Synthesis Review Support

The University Library offers researchers support to facilitate synthesis literature reviews. This document outlines the three types of support offered and who is eligible.

These supports are intended for researchers conducting comprehensive synthesis reviews. This may include (but is not limited to): systematic reviews; scoping reviews; realist reviews; rapid reviews, and/or meta-analyses.  Please consult Grant & Booth’s 2009 article or Sutton et al, 2019 article for more information concerning synthesis review types and methodologies.

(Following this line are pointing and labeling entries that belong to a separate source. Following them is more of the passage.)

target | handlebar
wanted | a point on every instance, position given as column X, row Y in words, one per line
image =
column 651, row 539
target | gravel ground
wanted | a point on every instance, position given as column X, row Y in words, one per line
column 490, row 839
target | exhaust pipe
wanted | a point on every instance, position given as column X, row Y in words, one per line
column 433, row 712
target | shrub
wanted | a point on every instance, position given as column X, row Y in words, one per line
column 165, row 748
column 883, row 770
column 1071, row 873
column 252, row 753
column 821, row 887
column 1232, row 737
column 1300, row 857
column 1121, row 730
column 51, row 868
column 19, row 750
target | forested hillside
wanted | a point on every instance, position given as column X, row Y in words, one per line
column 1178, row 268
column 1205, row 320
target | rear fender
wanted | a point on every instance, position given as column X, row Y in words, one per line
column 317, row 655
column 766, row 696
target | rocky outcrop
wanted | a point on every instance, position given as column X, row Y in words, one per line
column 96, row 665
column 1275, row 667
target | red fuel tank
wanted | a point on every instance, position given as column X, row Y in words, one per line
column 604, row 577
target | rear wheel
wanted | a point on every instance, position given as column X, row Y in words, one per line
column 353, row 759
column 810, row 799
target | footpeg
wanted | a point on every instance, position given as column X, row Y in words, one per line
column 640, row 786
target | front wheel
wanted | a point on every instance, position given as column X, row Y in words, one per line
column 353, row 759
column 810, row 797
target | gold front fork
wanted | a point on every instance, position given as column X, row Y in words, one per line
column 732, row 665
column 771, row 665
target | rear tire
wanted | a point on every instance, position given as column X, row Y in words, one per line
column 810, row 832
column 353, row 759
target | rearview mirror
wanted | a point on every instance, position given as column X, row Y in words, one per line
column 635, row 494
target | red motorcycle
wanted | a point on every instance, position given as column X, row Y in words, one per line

Types of Support & Eligibility

We offer three types of support for comprehensive synthesis reviews. Please note that support for graduate theses, course work, and student/medical resident projects is offered through the Training and Consultation only.  Review teams can receive up to 10 hours of support through a combination of Training and/or Consultation.

a) Training

Research assistants, students, post-doctoral fellows, medical residents, and faculty can request individual or group training sessions on advanced literature searching for synthesis reviews. Training sessions would not typically address a specific research project but would provide instruction on the knowledge and skills required for synthesis review literature searching, on topics such as effective use of common biomedical databases, use of Library-supported reference management software, and proper documentation of search results and strategies.

b) Consultation

Research assistants, students, post-doctoral fellows, medical residents, and faculty can request consultation services to assist them with literature searching for a synthesis review. This option works best when the student or faculty member(s) has already done some work and would like assistance with specific questions related to their synthesis review.

c) Collaboration

With collaboration, a USask faculty member partners with a liaison librarian to produce a jointly authored systematic review intended for publication. The liaison librarian, as a member of the research team, is responsible for conducting the literature search for the review and drafting the literature search methodology section of the synthesis review. Liaison librarian collaboration is available for reviews only when the USask faculty is the Principal Investigator and primary contact. This type of service is dependent on librarian availability and capacity. 

Setting-up Alerts / Saved Searches

Do you want to save time & automatically receive the newest citations in your research area(s)? 

If so, save your searches in your favorite databases and/or sign-up for Table of Content alerts in your favorite journals.

Search Alerts (Database):

Follow these general steps to set up a search alert in a database:

1. Navigate to your favourite database through the library website
2. Register for a personal account within that database
3. Perform your search
4. Look for a link on the results page that says something like "Set alert", "Set feed", "Keep me posted", "Create alert", etc (NOTE: this might also be on a "Search History" page).

Journal Table of Contents Alert:

Most academic journals provide readers with the option to be notified when new issues are available.

To set-up a table of contents alert, navigate to the journal’s homepage and look for an “alert” feature.

In most cases, you will be given the option to receive your alerts via email or thru an RSS feed.